Southern isn’t the only power provider looking ahead.

The Tennessee Valley Authority, which gets more than 40 percent of its electricity from nuclear power, wants to build a small modular reactor at the Clinch River site near Oak Ridge, Tenn.

The federal agency is also partnering with California-based Kairos Power LLC to give design expertise as well as guidance in securing a federal license for a 15-MW demonstration fluoride salt-cooled high-temperature reactor (Energywire, June 17, 2021).

TVA CEO Jeff Lyash has been vocal about wanting the federal government’s help in TVA’s potential SMR project, a cluster of smaller reactors that would be more easily dispatchable and incorporated in a modernized grid that supports distributed generation as well as other next-generation reactors.

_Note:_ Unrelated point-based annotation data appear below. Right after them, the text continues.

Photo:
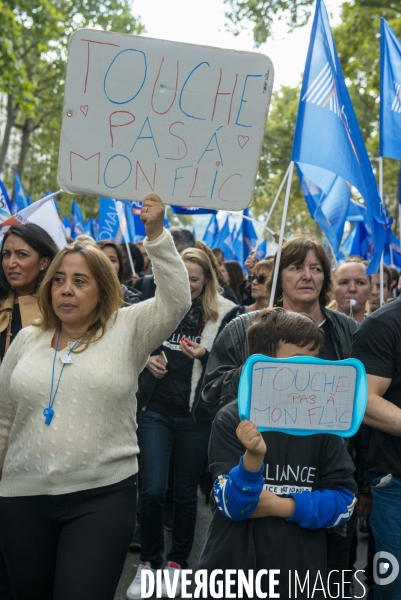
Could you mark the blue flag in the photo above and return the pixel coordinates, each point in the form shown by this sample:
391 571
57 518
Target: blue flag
327 133
77 221
356 212
67 226
328 197
358 243
140 232
249 236
108 219
211 233
392 251
239 245
166 223
129 235
5 207
390 92
262 250
246 239
189 210
20 201
225 241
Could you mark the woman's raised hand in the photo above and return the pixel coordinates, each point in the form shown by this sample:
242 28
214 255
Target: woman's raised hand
152 216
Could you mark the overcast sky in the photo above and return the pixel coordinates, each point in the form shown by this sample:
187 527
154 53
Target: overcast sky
203 22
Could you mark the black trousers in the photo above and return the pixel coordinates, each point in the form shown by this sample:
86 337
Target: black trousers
68 547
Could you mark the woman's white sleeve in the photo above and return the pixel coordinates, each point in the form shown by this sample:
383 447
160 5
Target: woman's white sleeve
7 406
153 320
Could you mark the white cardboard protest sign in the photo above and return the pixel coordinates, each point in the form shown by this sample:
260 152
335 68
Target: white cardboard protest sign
143 115
303 395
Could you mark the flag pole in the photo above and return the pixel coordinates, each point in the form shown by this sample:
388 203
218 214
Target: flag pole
382 256
273 205
280 241
131 262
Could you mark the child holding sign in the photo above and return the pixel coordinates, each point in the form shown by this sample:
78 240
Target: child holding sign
267 522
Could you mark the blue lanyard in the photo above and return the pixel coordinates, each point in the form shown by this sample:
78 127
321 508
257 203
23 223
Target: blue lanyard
49 412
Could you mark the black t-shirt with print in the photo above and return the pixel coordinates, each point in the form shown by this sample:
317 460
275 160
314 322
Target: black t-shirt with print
291 463
172 393
377 344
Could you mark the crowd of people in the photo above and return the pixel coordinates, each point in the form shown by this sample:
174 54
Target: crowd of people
118 396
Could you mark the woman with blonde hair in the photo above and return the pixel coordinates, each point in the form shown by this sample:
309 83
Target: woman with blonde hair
171 413
68 444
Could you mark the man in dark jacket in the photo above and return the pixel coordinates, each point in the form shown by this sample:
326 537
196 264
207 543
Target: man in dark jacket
303 286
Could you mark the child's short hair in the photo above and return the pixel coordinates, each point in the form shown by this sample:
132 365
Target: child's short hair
275 325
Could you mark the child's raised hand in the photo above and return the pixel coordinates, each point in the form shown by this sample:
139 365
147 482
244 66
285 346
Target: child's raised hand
251 438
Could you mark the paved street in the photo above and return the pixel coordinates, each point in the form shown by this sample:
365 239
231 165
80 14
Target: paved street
204 515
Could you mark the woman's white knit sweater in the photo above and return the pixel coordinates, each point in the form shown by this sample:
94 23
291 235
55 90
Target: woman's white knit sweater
91 441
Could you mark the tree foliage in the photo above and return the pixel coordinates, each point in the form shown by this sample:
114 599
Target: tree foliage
263 13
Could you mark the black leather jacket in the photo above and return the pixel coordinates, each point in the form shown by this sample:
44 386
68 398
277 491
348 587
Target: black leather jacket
230 352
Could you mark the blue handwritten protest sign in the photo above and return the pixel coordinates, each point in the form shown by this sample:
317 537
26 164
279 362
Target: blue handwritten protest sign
303 395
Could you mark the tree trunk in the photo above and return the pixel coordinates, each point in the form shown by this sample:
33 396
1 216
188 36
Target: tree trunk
11 113
26 130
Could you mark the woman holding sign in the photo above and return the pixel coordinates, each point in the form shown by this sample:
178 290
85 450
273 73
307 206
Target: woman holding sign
172 414
68 445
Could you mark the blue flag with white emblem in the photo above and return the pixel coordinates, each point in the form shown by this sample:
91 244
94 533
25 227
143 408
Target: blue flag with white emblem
328 202
390 92
327 133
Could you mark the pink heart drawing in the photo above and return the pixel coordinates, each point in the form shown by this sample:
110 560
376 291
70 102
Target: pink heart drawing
243 140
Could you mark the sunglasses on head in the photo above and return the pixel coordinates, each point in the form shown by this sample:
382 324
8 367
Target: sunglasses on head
259 278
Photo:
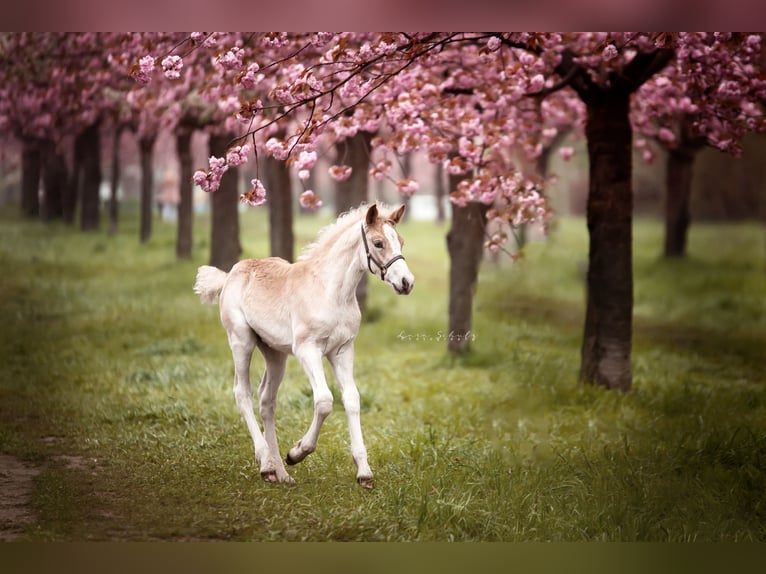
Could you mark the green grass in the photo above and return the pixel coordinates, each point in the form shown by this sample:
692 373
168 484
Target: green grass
109 357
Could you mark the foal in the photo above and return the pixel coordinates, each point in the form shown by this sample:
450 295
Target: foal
308 309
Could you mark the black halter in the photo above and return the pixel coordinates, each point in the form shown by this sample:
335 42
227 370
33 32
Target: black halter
371 259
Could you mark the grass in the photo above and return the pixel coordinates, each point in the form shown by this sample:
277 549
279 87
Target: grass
117 383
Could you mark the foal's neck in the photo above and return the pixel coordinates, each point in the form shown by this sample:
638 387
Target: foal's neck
341 267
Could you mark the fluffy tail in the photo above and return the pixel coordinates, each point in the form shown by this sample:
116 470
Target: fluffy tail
209 283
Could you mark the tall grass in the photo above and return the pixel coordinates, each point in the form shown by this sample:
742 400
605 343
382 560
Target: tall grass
117 382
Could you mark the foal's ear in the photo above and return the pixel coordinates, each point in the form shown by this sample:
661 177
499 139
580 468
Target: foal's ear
372 214
397 215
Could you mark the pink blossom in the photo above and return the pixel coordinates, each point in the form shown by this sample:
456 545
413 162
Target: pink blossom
256 196
237 155
407 186
306 160
610 53
309 200
250 78
340 172
536 83
493 44
666 136
145 68
232 59
277 148
229 104
172 65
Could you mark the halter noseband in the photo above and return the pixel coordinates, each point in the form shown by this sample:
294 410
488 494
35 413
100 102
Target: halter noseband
371 259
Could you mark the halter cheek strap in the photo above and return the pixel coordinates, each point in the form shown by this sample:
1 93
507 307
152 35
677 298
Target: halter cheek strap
371 259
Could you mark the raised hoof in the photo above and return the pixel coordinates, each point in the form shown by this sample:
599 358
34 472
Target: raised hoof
367 483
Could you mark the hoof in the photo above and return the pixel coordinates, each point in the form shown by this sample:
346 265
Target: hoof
367 483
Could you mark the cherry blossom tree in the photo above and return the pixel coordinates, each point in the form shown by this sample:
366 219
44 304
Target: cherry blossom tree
464 99
710 95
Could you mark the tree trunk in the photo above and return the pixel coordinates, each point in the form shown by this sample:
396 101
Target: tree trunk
465 243
30 178
224 205
146 148
114 184
186 191
439 192
678 184
280 204
606 347
90 197
72 191
354 152
55 180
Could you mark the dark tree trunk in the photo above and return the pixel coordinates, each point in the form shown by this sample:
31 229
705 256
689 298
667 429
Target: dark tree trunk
224 205
72 191
680 167
406 172
354 152
90 196
465 243
146 149
30 178
55 181
114 184
186 204
606 347
439 192
280 204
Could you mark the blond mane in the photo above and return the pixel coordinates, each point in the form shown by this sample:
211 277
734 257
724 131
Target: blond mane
329 234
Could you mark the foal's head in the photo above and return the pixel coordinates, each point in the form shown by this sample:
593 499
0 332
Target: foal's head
383 249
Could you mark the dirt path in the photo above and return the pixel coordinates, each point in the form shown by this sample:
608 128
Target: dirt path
16 480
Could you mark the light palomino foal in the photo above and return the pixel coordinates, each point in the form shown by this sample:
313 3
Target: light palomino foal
309 309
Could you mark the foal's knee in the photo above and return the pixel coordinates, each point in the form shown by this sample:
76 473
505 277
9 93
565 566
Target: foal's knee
323 406
351 401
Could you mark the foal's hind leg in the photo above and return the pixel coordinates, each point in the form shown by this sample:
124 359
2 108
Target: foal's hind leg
242 344
267 397
310 358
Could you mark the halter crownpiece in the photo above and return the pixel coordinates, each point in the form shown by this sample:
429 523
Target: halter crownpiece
371 259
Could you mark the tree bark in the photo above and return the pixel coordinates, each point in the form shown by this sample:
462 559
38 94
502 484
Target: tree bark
678 180
72 191
225 248
55 178
354 152
146 149
465 244
30 178
114 184
184 235
280 204
606 347
439 192
90 180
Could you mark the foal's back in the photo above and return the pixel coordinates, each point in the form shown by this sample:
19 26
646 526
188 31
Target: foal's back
258 293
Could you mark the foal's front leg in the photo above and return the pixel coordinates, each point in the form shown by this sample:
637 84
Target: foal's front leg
310 358
343 366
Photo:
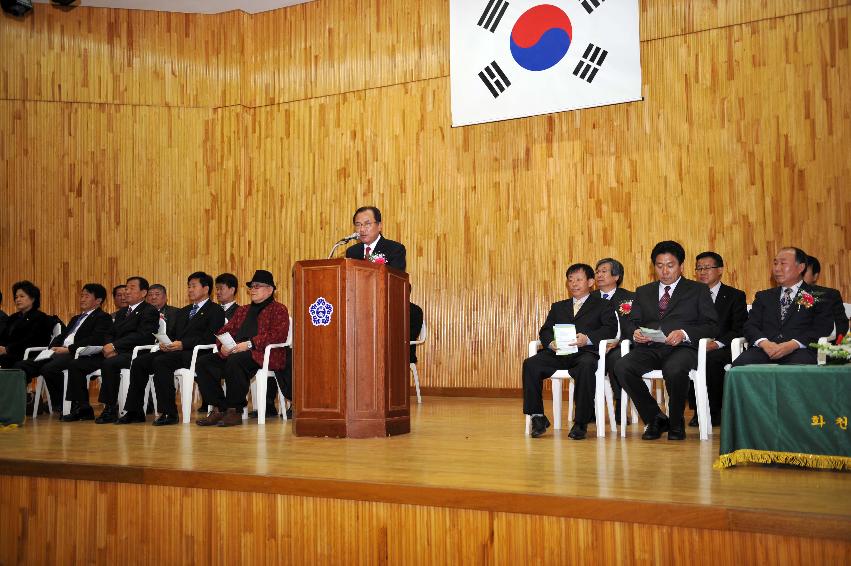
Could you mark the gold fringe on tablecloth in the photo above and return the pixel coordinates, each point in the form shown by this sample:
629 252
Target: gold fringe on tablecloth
819 461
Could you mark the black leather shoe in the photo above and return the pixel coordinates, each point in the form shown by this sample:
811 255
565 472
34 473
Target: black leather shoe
540 425
677 433
131 417
78 414
166 419
109 415
578 431
655 429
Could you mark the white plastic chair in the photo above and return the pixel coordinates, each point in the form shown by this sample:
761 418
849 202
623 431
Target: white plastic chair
124 383
260 382
420 339
698 378
185 381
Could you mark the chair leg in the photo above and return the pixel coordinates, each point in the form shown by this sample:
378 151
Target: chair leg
416 382
556 383
262 381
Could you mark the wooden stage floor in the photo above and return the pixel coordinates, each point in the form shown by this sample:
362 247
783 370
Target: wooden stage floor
461 452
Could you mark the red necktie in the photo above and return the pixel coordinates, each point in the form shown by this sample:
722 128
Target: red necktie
663 302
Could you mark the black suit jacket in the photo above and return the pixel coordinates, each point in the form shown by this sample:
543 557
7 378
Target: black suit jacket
806 325
834 302
134 330
732 308
201 328
93 332
24 331
595 319
690 309
169 314
230 310
393 252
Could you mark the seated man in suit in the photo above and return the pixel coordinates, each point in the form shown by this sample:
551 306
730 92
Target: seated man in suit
226 284
195 324
253 327
89 328
158 298
119 297
784 320
134 325
732 308
831 296
609 276
595 320
373 245
682 309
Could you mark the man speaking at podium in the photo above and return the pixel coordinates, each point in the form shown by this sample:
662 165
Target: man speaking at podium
373 246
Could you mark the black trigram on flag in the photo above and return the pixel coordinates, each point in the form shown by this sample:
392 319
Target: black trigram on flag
590 63
493 14
591 5
494 79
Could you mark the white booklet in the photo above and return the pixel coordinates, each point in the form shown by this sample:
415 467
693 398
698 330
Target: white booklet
227 341
565 335
44 354
653 334
89 350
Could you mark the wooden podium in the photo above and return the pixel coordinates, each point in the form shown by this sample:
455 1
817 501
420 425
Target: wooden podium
350 349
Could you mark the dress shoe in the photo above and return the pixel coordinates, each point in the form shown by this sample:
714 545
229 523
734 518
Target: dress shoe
578 431
212 419
655 429
166 419
232 417
540 425
131 417
109 415
78 414
677 433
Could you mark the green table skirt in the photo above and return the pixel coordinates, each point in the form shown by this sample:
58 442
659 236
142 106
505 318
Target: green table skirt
795 415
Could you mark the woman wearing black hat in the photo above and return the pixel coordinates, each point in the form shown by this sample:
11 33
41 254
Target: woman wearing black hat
253 327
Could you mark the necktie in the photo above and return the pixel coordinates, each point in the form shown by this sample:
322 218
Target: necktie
78 323
663 302
785 303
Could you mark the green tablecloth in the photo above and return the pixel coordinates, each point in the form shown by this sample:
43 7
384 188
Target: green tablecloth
787 415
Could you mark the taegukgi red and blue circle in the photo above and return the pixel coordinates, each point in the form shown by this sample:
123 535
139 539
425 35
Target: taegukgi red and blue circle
541 37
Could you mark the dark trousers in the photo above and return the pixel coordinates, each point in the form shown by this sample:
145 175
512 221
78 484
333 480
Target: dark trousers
110 369
237 371
162 365
582 366
755 355
51 369
675 363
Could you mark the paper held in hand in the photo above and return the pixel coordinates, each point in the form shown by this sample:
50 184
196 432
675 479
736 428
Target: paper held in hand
565 335
227 341
89 350
44 354
653 334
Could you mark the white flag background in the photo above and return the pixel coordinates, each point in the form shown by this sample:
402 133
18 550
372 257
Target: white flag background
490 81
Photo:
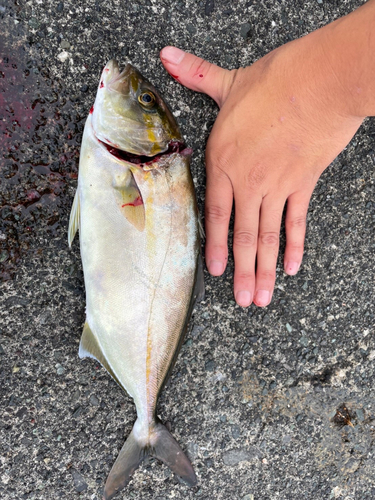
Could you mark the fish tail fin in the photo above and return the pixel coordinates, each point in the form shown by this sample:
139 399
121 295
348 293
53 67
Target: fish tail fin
161 445
168 451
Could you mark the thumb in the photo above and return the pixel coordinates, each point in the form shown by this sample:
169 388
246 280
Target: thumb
197 74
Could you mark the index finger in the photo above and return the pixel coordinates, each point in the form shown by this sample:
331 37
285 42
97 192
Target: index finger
218 207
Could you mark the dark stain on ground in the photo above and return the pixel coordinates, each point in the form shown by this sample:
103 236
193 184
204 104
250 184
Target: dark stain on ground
323 377
40 133
343 416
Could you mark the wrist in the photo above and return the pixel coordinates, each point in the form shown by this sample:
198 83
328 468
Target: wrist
348 47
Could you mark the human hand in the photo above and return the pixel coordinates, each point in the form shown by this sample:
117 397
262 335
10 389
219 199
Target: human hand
282 121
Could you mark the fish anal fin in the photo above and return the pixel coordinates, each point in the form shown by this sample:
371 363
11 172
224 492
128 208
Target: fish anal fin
89 348
128 460
129 200
74 219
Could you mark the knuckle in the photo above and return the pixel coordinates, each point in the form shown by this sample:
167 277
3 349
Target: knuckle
269 239
244 239
295 247
255 176
245 276
296 222
216 214
266 275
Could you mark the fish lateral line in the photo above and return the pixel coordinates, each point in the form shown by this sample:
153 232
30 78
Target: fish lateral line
136 203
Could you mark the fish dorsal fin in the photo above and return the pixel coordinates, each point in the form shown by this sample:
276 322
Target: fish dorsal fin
129 200
202 234
89 348
74 219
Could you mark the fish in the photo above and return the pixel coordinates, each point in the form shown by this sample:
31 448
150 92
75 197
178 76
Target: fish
136 214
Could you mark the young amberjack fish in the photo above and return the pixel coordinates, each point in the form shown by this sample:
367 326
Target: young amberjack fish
137 217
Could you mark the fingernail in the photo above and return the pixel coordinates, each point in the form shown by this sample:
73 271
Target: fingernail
216 267
172 55
243 298
262 297
292 267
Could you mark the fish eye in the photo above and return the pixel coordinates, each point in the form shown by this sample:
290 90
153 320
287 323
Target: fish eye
147 99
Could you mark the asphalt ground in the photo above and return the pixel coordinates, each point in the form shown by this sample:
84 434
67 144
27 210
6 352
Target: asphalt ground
274 403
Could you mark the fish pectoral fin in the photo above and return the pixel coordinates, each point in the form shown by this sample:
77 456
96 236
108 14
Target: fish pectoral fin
199 291
130 202
74 219
89 348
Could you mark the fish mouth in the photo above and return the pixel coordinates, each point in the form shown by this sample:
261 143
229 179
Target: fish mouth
174 147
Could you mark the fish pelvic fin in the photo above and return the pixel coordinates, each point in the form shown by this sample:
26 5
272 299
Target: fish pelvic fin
74 219
161 445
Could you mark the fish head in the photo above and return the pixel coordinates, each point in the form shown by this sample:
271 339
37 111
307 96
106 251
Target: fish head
129 114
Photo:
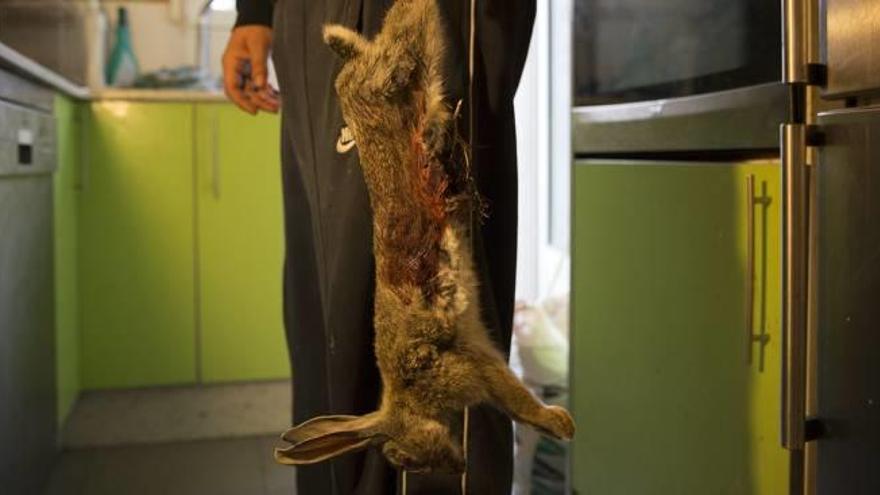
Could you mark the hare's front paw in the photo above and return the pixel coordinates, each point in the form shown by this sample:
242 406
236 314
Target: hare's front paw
559 423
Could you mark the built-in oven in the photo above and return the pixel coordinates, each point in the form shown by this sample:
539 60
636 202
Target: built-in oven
677 75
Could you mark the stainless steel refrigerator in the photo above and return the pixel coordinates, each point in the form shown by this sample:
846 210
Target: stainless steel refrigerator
846 361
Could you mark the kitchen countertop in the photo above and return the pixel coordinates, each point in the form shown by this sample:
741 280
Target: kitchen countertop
23 66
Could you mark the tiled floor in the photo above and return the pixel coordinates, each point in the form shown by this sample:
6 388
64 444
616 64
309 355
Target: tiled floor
210 467
177 414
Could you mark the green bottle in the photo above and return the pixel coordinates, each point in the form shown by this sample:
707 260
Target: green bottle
122 68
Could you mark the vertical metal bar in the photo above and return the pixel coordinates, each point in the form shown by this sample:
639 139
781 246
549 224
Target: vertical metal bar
750 265
215 156
795 45
793 147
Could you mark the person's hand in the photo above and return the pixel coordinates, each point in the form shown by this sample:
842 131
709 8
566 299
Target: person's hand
245 73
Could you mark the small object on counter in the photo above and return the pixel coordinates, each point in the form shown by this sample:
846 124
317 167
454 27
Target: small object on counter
186 77
122 69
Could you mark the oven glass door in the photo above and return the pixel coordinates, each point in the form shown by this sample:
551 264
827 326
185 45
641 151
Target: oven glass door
637 50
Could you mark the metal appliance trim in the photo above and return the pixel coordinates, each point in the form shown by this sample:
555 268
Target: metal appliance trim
739 119
795 41
793 142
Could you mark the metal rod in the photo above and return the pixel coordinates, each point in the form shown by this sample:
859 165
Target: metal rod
795 46
215 157
793 147
750 265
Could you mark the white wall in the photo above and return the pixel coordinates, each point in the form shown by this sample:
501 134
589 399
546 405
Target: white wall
530 106
165 34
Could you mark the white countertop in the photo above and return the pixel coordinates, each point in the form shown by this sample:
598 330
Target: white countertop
24 66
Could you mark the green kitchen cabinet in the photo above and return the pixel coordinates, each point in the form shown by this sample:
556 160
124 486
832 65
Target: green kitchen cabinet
67 116
666 256
240 245
137 246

“Because if we don’t have that line of sight, we need to go in another direction, because we need to go 10 years out,” he said in June, referring to the long-term planning, licensing and construction process needed for nuclear projects.

The Energy Act of 2020 authorized two advanced reactor demonstration projects as well as money for fusion research. The infrastructure law funds a series of clean energy demonstration projects such as advanced nuclear and sets aside money for a Department of Energy credit program meant to be a lifeline for struggling reactors.

A bipartisan bill in the House would waive Nuclear Regulatory Commission licensing fees for advanced reactors (E&E Daily, Dec. 9, 2021).